Show that man you call an Uncle Tom just where he’s wrong.
Show that woman that you’re a sincere Black man.
All we need to do is see you shut up and be Black.
Help that woman, help that man.
That’s what brothers are for, brother.

All of which brings me back to what rap could be. Yeah, a lot has changed since the 1970s when this music first appeared. But unfortunately, a whole lot is just the same. How many songs do we really need about bling and violence, bitches and hos? With few exceptions, rap music has become like Irish music for me, one long, monotonous song cut up into song-length pieces.

Scott-Heron himself has called on the new generation of rappers to speak for change rather than perpetuate the current social situation, and to be more articulate and artistic: “There’s a big difference between putting words over some music, and blending those same words into the music. There’s not a lot of humor. They use a lot of slang and colloquialisms, and you don’t really see inside the person. Instead, you just get a lot of posturing.”

All this said, The Revolution Will Not Be Televised is a wildly uneven album. In fact, it’s almost like two completely different albums in one, with more conventional songs outnumbering the uniformly excellent spoken word tracks. A couple of the songs work well too, most notably The Get Out of the Ghetto Blues and Pieces of a Man. But most are earnest, heartfelt, unfortunate exercises in bad 70s poetry.

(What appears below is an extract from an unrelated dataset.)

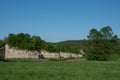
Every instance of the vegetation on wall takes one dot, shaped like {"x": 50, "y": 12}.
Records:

All that said, though, the title track alone is worth the cost of admission.



2 Responses to “What rap could have been—and still could be.”

  1. nextthing Says:

    i feel u, i love Gil-Scott

  2. Donald Says:

    Ever feel kinda of down and out and don’t know just what to do?
    Livin’ all of days in darkness, let the sun shine through
    Ever fell that somehow, somewhere you lost your way?
    And if you don’t get help you won’t make it through the day
    You could call on Lady Day!
    You could call on John Coltrane!